The only downside is that we're now allowing any object to appear where
a stream should be (from the content parser's point of view). All we are
missing though, is a proper token type for stream objects and a simple
check in place of that XXX...
- Commit:
70f1f0b8d4bf42dcfa38c9e9b61c8e5d2b4ade0a
- From:
- Sven M. Hallberg <pesco@khjk.org>
- Date:
fix some indentation
Come on.
- Commit:
e0350ca3bb91fb9ff9a91e048ab68ce059cd7f66
- From:
- Sven M. Hallberg <pesco@khjk.org>
- Date:
use -X for text extraction including font diagnostics
This removes the original use of outfn2/stream2 (corresponding to Xfile
in main, i.e. the argument to -X) and reuses it for being verbose about
fonts. This leaves -x as showing only the text and fixes our tests.

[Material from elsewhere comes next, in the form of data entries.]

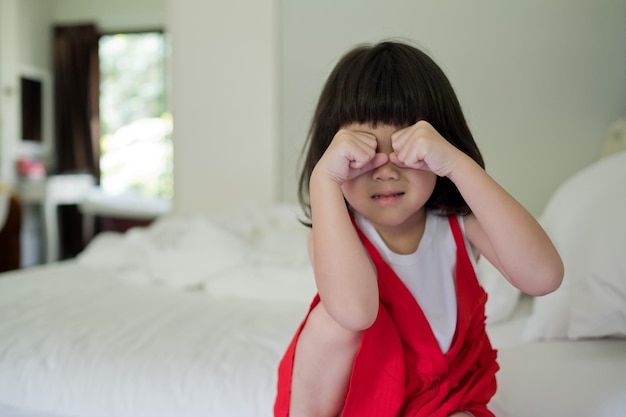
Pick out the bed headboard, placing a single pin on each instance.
(616, 140)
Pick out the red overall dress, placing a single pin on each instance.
(399, 369)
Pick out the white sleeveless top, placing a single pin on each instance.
(428, 273)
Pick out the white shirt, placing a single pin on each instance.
(428, 273)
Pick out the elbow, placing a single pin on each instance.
(550, 279)
(355, 318)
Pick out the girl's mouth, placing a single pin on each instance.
(388, 196)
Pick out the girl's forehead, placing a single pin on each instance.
(380, 130)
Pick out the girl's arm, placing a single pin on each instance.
(345, 277)
(506, 233)
(499, 227)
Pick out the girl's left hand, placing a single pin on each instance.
(420, 146)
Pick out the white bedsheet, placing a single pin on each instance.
(190, 319)
(83, 344)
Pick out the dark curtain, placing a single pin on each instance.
(77, 119)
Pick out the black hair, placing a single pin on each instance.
(390, 83)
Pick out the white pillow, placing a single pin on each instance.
(586, 219)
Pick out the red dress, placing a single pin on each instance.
(399, 369)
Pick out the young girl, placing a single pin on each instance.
(400, 208)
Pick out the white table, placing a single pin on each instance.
(51, 192)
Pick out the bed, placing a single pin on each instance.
(190, 316)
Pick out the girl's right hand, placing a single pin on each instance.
(349, 155)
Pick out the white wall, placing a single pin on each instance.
(112, 15)
(539, 81)
(225, 103)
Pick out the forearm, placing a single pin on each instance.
(517, 244)
(345, 277)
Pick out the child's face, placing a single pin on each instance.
(389, 196)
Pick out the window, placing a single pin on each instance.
(136, 142)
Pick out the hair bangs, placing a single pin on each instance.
(376, 91)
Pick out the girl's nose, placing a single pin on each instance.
(386, 172)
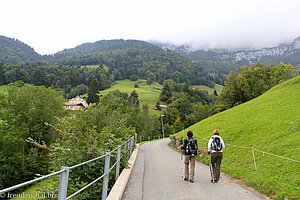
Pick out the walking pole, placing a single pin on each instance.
(181, 165)
(211, 171)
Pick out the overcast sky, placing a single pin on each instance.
(53, 25)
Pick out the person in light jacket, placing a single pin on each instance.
(190, 148)
(215, 146)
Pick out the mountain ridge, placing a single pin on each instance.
(242, 57)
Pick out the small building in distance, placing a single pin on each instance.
(76, 103)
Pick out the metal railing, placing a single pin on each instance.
(64, 173)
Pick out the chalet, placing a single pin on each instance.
(163, 107)
(76, 103)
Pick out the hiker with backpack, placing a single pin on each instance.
(190, 148)
(215, 146)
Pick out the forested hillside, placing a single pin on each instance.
(132, 59)
(13, 51)
(121, 59)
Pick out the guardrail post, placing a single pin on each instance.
(106, 177)
(63, 184)
(127, 150)
(254, 158)
(118, 162)
(131, 145)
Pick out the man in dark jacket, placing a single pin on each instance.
(215, 146)
(190, 148)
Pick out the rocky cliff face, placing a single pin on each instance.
(287, 49)
(249, 56)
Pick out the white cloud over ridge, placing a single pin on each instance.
(50, 26)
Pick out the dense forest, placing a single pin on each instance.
(117, 59)
(37, 136)
(13, 51)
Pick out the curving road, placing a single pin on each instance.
(158, 173)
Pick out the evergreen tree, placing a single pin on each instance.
(134, 99)
(93, 90)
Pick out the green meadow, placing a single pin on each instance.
(3, 89)
(217, 87)
(270, 123)
(148, 94)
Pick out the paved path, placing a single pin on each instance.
(158, 174)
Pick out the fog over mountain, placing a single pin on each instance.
(202, 24)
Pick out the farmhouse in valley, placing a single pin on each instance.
(76, 103)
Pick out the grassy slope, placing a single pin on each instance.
(148, 94)
(270, 123)
(3, 88)
(217, 87)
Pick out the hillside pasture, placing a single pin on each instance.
(148, 94)
(270, 123)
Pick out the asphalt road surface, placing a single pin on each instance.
(158, 175)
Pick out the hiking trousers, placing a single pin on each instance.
(216, 159)
(189, 161)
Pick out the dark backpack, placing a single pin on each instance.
(191, 147)
(216, 144)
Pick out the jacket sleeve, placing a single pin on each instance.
(223, 144)
(209, 144)
(183, 147)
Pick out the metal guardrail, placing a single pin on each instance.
(64, 173)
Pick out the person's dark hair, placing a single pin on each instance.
(216, 132)
(189, 133)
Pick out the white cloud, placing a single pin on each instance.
(52, 25)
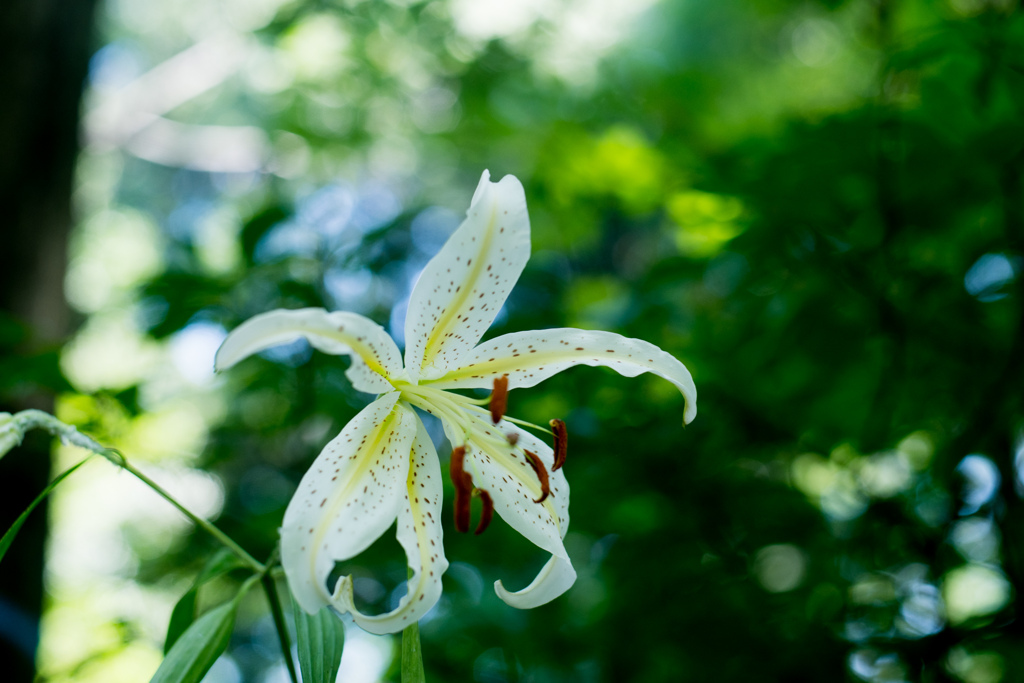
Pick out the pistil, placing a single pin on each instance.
(463, 488)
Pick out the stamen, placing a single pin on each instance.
(500, 398)
(561, 443)
(542, 474)
(486, 512)
(463, 488)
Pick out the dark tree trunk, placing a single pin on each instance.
(46, 47)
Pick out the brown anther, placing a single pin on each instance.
(486, 512)
(542, 474)
(463, 488)
(561, 443)
(500, 398)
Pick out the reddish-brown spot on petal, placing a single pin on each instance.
(486, 512)
(542, 474)
(561, 443)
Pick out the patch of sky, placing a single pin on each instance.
(115, 66)
(376, 206)
(431, 228)
(193, 350)
(348, 290)
(328, 210)
(184, 219)
(989, 274)
(285, 240)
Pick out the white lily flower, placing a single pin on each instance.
(383, 465)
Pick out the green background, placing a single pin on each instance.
(817, 206)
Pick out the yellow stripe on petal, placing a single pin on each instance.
(375, 356)
(462, 288)
(420, 536)
(530, 357)
(347, 499)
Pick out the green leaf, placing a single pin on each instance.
(321, 639)
(184, 611)
(8, 538)
(199, 646)
(412, 655)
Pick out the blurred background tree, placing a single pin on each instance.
(817, 206)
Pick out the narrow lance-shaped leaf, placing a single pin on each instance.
(184, 611)
(201, 644)
(321, 638)
(8, 538)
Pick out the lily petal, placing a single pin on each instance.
(347, 499)
(529, 357)
(556, 578)
(464, 286)
(420, 536)
(501, 469)
(375, 356)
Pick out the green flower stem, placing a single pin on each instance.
(412, 652)
(270, 588)
(412, 655)
(19, 423)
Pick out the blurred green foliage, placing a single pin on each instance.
(817, 206)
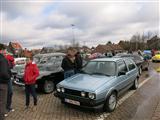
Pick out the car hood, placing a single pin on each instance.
(43, 73)
(85, 82)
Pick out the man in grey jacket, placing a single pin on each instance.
(4, 77)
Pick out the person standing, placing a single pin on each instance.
(4, 78)
(30, 75)
(10, 59)
(68, 63)
(79, 62)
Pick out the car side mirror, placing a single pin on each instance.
(121, 73)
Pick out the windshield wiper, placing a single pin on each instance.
(97, 73)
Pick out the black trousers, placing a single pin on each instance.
(3, 99)
(9, 95)
(30, 90)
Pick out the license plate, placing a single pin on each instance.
(72, 102)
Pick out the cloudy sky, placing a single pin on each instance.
(38, 23)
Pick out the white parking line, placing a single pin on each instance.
(121, 100)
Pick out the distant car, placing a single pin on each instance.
(99, 84)
(156, 58)
(50, 71)
(142, 63)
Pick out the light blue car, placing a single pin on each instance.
(99, 84)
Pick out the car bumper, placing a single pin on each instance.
(158, 60)
(84, 102)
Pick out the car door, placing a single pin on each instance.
(132, 70)
(122, 76)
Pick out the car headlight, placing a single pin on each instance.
(83, 94)
(91, 95)
(63, 90)
(58, 89)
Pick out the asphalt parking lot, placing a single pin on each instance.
(134, 105)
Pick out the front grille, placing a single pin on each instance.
(73, 92)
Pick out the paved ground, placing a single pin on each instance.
(143, 104)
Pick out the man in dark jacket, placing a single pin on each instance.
(4, 77)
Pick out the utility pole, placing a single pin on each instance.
(73, 39)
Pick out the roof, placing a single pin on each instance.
(108, 59)
(16, 45)
(50, 54)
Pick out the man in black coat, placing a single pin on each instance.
(4, 77)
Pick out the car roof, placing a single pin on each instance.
(108, 59)
(50, 54)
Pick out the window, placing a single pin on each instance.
(122, 67)
(130, 64)
(100, 67)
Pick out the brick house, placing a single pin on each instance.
(15, 48)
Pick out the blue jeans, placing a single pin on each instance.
(30, 89)
(9, 95)
(68, 73)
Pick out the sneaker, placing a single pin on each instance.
(26, 107)
(5, 115)
(11, 110)
(34, 108)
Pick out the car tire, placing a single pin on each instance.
(140, 70)
(111, 102)
(135, 84)
(48, 86)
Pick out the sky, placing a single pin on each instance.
(38, 23)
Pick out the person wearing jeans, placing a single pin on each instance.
(4, 77)
(30, 89)
(68, 63)
(9, 96)
(30, 75)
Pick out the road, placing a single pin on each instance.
(142, 104)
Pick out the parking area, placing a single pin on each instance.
(134, 105)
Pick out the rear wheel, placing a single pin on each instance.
(111, 102)
(48, 86)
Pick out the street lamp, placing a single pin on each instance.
(73, 41)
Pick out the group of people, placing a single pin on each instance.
(71, 64)
(31, 73)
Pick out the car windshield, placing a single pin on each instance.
(46, 68)
(107, 68)
(37, 59)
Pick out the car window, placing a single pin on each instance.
(100, 67)
(130, 65)
(122, 66)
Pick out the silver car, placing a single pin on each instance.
(99, 84)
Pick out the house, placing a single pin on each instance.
(47, 50)
(27, 53)
(154, 43)
(15, 48)
(102, 49)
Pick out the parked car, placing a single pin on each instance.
(50, 72)
(143, 64)
(156, 58)
(99, 84)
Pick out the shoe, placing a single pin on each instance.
(5, 115)
(34, 108)
(11, 110)
(26, 107)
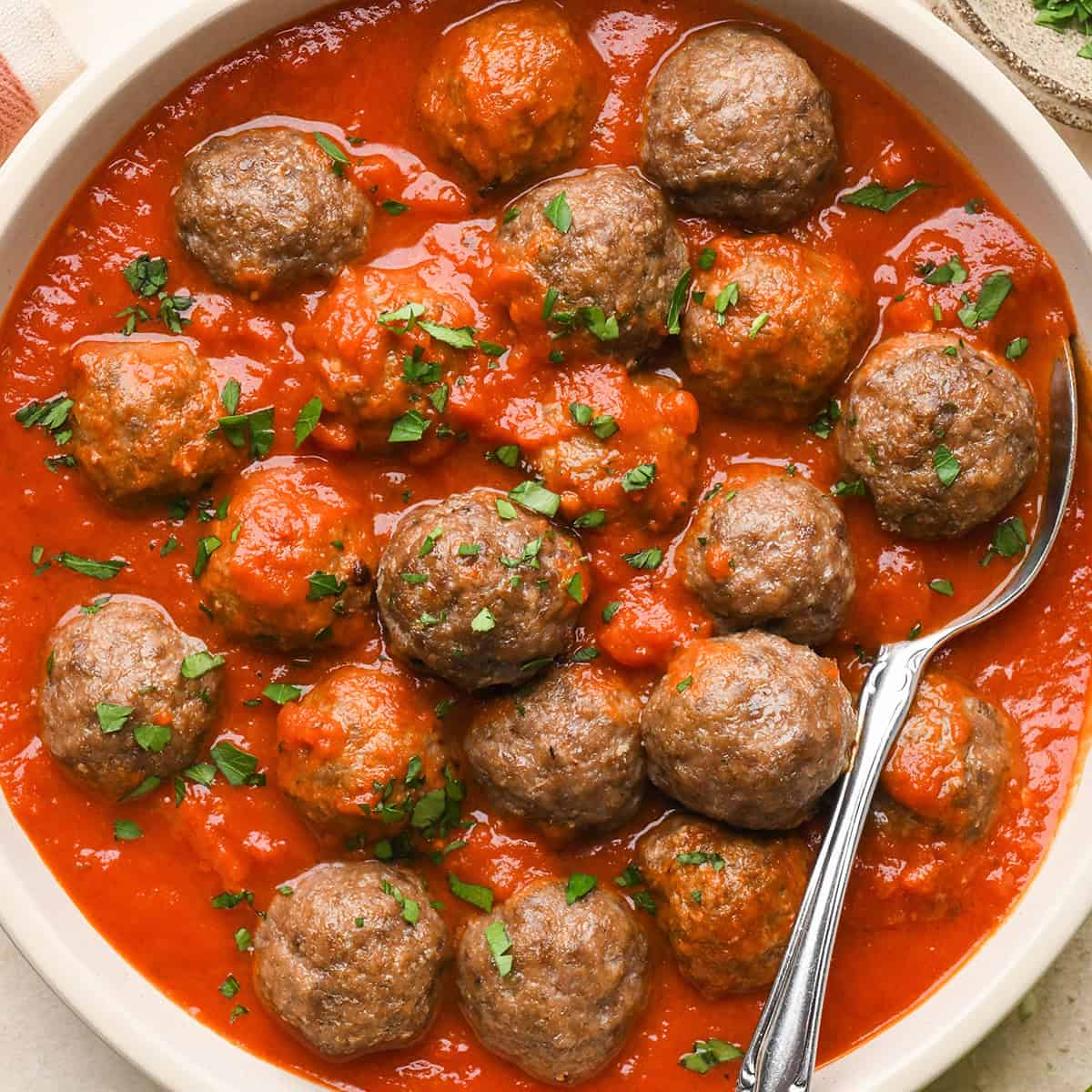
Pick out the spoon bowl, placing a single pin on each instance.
(782, 1054)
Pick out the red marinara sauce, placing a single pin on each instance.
(354, 70)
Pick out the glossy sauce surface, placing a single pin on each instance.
(915, 910)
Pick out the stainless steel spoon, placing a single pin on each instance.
(782, 1054)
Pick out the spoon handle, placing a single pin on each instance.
(782, 1054)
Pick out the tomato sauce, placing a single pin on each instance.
(915, 911)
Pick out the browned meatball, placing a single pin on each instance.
(736, 125)
(749, 730)
(612, 272)
(775, 555)
(774, 329)
(121, 702)
(508, 93)
(146, 416)
(943, 434)
(563, 753)
(950, 762)
(561, 997)
(290, 565)
(266, 208)
(478, 594)
(350, 959)
(359, 749)
(726, 901)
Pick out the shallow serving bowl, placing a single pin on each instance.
(980, 113)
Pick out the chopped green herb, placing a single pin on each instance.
(409, 429)
(500, 945)
(709, 1053)
(995, 290)
(474, 894)
(152, 737)
(1016, 349)
(87, 567)
(645, 558)
(639, 479)
(580, 885)
(235, 764)
(535, 497)
(112, 718)
(879, 197)
(678, 301)
(558, 213)
(947, 467)
(1009, 540)
(307, 420)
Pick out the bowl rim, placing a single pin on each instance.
(129, 1014)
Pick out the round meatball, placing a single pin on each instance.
(266, 208)
(292, 561)
(476, 594)
(775, 328)
(562, 997)
(359, 749)
(726, 901)
(749, 730)
(943, 434)
(950, 763)
(145, 419)
(563, 753)
(611, 273)
(116, 705)
(736, 125)
(375, 363)
(508, 93)
(775, 555)
(350, 959)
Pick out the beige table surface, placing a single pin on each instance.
(1044, 1046)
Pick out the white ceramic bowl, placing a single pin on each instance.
(976, 107)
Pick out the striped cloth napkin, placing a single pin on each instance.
(36, 65)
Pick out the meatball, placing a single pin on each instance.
(480, 592)
(508, 93)
(736, 125)
(266, 208)
(611, 273)
(145, 419)
(775, 555)
(375, 361)
(565, 753)
(726, 901)
(292, 561)
(950, 763)
(942, 432)
(775, 328)
(596, 425)
(749, 730)
(563, 995)
(359, 749)
(121, 700)
(349, 958)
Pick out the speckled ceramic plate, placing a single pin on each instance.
(1041, 61)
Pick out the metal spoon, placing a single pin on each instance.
(782, 1054)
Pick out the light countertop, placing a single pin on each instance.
(1044, 1046)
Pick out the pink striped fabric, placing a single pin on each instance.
(36, 65)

It looks to me like the original outfn2 path is a less refined version
of the outfn version, though it could be the other way around. Sumit
told me that one of the two could go away at some point. Unfortunately,
I cannot find the original message. We can readjust this as needed.
- Commit:
4c8632507fb28092f7540248e372e0d1620fc1c5
- From:
- Sven M. Hallberg <pesco@khjk.org>
- Date:
remove unneeded indirect parser
h_indirect() is for when you need to refer to a parser before its
definition.
- Commit:
684a3c707589742d0776267e54d2bde5015cb62c
- From:
- Sven M. Hallberg <pesco@khjk.org>
- Date:
swap the size/nmemb arguments to fwrite in text_extract
This might be severely pedantic nit-picking, but we're not writing one
element of size nchars, we're writing nchars elements of size 1, hmpf.
Yes, nmemb is also a size_t. ;)
NB: The main purpose of these arguments is to let fwrite check for
overflow when multiplying them. So yes, technically the order almost
certainly doesn't matter when one of them is 1. It does affect the
return value (which is not checked here) in that it will report how many
bytes were written in one case or just 0/1 in the other.